It’s not that I’m against the idea that one should act responsibly when exercising one’s freedom of expression (or that one should just act responsibly, period). But is the responsibility of a speaker always to foster “stability” ― whatever exactly that is? And to whom ought we “to demonstrate that stability and free expression go hand in hand”? To the authoritarians who want to censor the internet? Why exactly do we owe them a demonstration, and what sort of demonstration are they likely to consider convincing? Last but not least, who are the leaders who are going to make us “broaden our horizons”?

Mr. Schmidt has a list of more or less specific ideas about how to make the internet the “safe and vibrant place” he envisions, and they give us a hint about his answer to that last question:

We should make it ever easier to see the news from another country’s point of view, and understand the global consciousness free from filter or bias. We should build tools to help de-escalate tensions on social media — sort of like spell-checkers, but for hate and harassment.
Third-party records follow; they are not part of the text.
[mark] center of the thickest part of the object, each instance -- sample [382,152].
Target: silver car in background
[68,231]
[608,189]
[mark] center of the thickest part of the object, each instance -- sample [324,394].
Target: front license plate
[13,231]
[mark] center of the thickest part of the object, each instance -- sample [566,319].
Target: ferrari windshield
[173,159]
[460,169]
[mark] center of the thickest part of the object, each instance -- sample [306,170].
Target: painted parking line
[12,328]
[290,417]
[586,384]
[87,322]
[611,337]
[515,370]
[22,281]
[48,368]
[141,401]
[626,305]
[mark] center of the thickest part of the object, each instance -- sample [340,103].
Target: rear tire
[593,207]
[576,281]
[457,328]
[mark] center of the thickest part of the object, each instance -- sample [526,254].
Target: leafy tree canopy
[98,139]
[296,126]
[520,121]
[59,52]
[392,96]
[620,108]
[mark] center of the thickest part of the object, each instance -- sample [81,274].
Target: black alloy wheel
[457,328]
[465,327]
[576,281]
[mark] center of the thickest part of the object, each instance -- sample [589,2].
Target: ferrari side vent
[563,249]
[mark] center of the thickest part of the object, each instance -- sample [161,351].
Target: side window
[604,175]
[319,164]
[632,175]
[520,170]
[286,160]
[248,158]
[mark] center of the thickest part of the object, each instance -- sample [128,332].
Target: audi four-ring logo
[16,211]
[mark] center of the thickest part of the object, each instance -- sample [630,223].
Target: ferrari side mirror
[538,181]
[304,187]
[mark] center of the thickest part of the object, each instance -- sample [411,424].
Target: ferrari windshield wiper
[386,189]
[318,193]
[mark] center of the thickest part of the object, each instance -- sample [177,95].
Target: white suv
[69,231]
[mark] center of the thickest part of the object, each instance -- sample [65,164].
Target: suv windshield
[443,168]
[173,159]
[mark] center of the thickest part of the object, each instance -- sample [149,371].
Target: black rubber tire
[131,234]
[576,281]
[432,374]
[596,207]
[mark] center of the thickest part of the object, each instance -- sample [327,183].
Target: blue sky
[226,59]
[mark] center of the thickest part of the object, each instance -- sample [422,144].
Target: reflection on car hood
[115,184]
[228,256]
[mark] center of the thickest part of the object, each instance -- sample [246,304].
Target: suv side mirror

We should target social accounts for terrorist groups like the Islamic State, and remove videos before they spread, or help those countering terrorist messages to find their voice.

He speaks “of leadership from government, from citizens, from tech companies,” but it is not obvious how citizens or even governments ― whom Mr. Barlow taunted as the “weary giants of flesh and steel,” powerless and unwelcome in cyberspace ― can “build tools” to do these sorts of things. It is really the other sort of giants, the “tech companies” such as the one Mr. Schmidt runs, that have, or at least can create, the means to be our benevolent guardians, turning us away from hate and harassment, and towards “global consciousness,” ― whatever that too may be. Google can demote websites that it deems to be promoters of “hate” in its search results, as indeed it already demotes those it considers to be copyright-infringers. Apple could block the access to its App Store to news  sources it considers biased, as indeed it has already blocked a Danish history book for  featuring some nudity in its illustrations. Facebook could tinker with its Newsfeed algorithms to help people with a favoured peace-and-love perspective “find their voice,” as it already tinkers with them to “help [us] see more stories that interest [us].”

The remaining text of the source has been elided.